I Can Do All These Things: An Interview With FKA Twigs

On not listening to what anyone else has to say and doing whatever the hell you want!

Collages by FKA twigs.

Collages by FKA twigs.

FKA twigs is a lightning-don’t-strike-twice kind of musician: Her music combines realism and the avant-garde, abrasiveness and vulnerability, intellect and instinct. Born Tahliah Debrett Barnett, she got her stage name during her career as a dancer, from the way her joints cracked when she was warming up (the FKA part stands for “formerly known as”). She danced professionally through her teen years, then she quit to make music full-time. She taught herself to produce music and to direct videos; today, she produces most of her songs and controls all her videos and imagery. The fruit of all her hard work is a very personal world that is completely magical and unique, as heard on EP1, EP2, and her latest, the excellent LP1.

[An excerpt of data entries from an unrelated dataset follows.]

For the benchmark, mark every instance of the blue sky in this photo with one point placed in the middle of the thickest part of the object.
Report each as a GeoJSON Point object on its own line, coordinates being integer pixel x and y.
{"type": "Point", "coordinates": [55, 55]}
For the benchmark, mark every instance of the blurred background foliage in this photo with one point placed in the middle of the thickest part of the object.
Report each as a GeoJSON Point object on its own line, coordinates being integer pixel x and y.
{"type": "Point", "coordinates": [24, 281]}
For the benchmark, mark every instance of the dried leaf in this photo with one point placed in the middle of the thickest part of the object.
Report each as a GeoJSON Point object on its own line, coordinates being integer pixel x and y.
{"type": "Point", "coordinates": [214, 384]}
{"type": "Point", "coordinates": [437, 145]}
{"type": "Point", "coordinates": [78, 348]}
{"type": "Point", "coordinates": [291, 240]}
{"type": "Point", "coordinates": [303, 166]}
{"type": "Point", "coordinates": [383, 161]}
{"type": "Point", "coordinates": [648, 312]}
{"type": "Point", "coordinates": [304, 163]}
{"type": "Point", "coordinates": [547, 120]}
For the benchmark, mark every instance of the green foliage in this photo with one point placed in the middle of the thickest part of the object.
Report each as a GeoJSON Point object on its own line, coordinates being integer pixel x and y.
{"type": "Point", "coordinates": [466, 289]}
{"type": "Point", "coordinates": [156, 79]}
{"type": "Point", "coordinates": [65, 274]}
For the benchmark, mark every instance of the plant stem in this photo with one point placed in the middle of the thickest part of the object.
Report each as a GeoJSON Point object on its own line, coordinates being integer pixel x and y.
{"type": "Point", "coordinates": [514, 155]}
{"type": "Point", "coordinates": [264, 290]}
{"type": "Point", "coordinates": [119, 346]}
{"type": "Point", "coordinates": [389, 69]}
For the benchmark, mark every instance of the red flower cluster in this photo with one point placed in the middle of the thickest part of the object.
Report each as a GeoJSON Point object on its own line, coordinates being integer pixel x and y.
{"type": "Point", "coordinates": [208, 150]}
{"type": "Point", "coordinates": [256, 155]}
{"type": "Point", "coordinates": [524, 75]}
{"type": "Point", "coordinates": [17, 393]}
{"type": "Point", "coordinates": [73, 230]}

This is the second time I’ve spoken to twigs, and each time I’ve been struck by how cool she is. In conversation, she’s a little shy and quiet, but very honest and thoughtful, and when she gets a little more comfortable, she talks and jokes like you’re family. This time around, we talked about being a lifelong professional artist, body image and beauty standards, and what becoming an adult means to her.


JULIANNE: You started dancing when you were a kid, right?

FKA twigs: I was eight. I was just really drawn to it in a really bizarre way. I begged my mum to take me to ballet class for years, but my mum was a dancer and she didn’t want me to get like, sucked into that whole world. But she gave in when I was eight, and I got into ballet and jazz. Eventually I realized that I couldn’t really be a ballet dancer, so I just took it into my own hands to discover the style of dance that suited me.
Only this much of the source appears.